“Non fu la prima a tagliarsi i capelli (fu l’attrice Eva Lavallière), ma non è grave. L’idea dei bijoux - veri o falsi - per il giorno non era sua, era di Misia Sert, ma non è così importante. Persino la petite robe noire non è solo Chanel, è anche madame Vionnet”. Questa dichiarazione di Karl Lagerfeld, direttore artistico della maison Chanel dal 1982, mette in luce cosa significa essere la migliore icona del proprio stile: Gabrielle (Coco) Chanel seppe costruire una forte mitologia intorno alla sua persona e dare al suo lavoro statuto non di sarta, ma di creatrice di moda e non solo.

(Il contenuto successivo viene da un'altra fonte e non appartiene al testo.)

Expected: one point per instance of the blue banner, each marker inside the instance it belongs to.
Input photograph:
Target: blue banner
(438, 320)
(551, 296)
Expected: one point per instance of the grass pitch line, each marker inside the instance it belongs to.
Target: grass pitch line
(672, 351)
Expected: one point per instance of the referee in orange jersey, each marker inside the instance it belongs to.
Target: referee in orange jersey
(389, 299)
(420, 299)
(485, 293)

Il mondo artistico e intellettuale parigino la lusingava, Picasso, Cocteau e Diaghilev, nel 1924 le affidarono i costumi de Le train bleu, balletto “à la mode” sulle vacanze marine per cui la giovane Coco aveva creato sobrie mise da spiaggia con l’amato jersey e in tricot dalle bande sui toni azzurrini, troppo poco spettacolari per lo spettatore di teatro, perfette per la vita quotidiana del villeggiante.

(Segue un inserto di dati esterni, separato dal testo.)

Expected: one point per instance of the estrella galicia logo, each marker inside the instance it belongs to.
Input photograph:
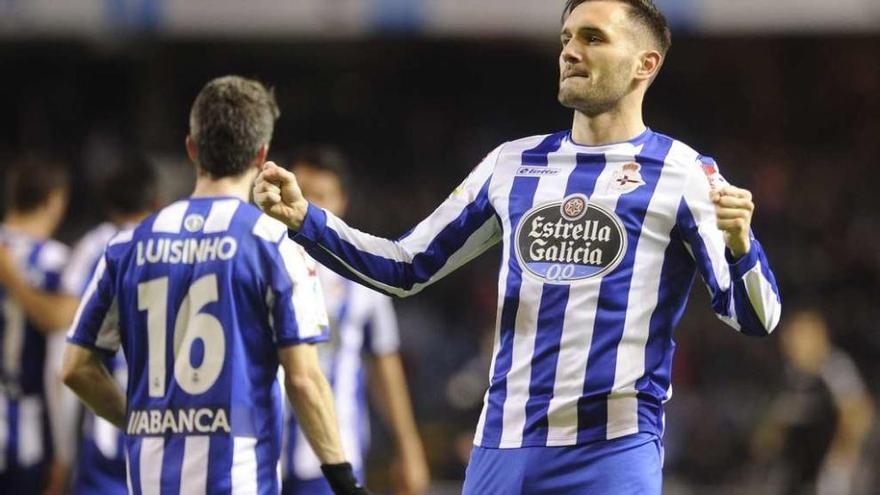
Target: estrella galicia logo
(570, 240)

“Oltre al plus d’immagine, a lei dobbiamo “lo stile immortale della gonna in tweed, della maglia con il filo di perle, dell’abitino nero, del tailleur senza collo profilato in passamaneria, dei bottoni gioiello, delle mitiche omonime scarpe bicolori che lasciano il calcagno scoperto, delle borsette in nappa trapuntata con la catena sulla spalla e della bigiotteria”.
“Era una donna di gusto […]. Sì. Bisogna ammetterlo. Ma era una modiste. Vale a dire […] che si intendeva di cappellini” (Gnoli, 2012, pp.41-57). La vena polemica del commento di Madeleine Vionnet sulla più “introdotta” e seducente collega fa luce su due caratteri e due stili antagonisti. Dimessa e grassoccia “la sarta più importante del Ventesimo secolo”, secondo Diana Vreeland, asseriva di non amare la moda: “Nei fugaci capricci stagionali sta un elemento di superficialità , di instabilità che scandalizza il mio senso di bellezza”. Quando a Londra, giovanissima, fu colpita da Isadora Duncan danzante nei classici pepli, capì che lì si univa la strada verso la liberazione del corpo e la creazione della vera bellezza femminile. Fu Jacques Doucet, suo patron dal 1907, a darle carta bianca per liberare “il tessuto e la donna dalle costrizioni loro imposte” provando che “una stoffa che cade liberamente su un corpo è lo spettacolo armonioso per eccellenza”. Sovvertendo le regole sartoriali Mme Vionnet rinnovò la tecnica del taglio e dell’ornamento. La sua maison, aperta nel 1912, nel 1919 si arricchì della collaborazione di Thayat, conosciuto nel lungo soggiorno in Italia durante la guerra, che seppe magistralmente interpretare la “filosofia Vionnet” e darle un’immagine, iniziando dal celebre logo: un peplo greco inserito in una spartitura geometrica, sintesi di classicità e modernità . Quegli ingegnosi tagli “triangolati” stimolavano il suo animo futurista, che si irradiò nelle linee dinamiche dei figurini, dei tessuti disegnati per lei fino al ’25. E fu proprio nel ’25, all’Expo parigina, che i futuristi si resero conto quanto delle loro idee (che l’Italia bollò come rumorose bizzarrie), era stato ripreso e sfruttato dalle ricettive e accorte sartorie francesi, a cui niente sfuggiva dei fermenti culturali delle avanguardie che ruotavano nel magma cittadino: “Per la prima volta appaiono a Parigi pellicce colorate e mantelli futuristi […] i bottoni futuristi trovansi realizzati nello stand della Casa Bauer […] le borsette e anche le scarpe […] nello stand di Casa Brusk di Parigi”, come lamentarono Balla e Jannelli in un’intervista sull’”Impero”.
“La moda femminile è stata sempre più o meno futurista. Moda equivalente femminile del Futurismo. Velocità , novità , coraggio della creazione”, si leggeva nel Manifesto della moda femminile futurista, elaborato da Volt (Vincenzo Fani) nel 1920. Le tre grandi protagoniste della moda internazionale del nuovo secolo, Chanel, Vionnet, Schiapparelli, interpretarono “a regola d’arte” tutto il potenziale della donna nuova esaltata nelle sue mille sfaccettature: sportiva, seducente, ironica, mutevole ... sempre dinamica e sorprendente protagonista di stile.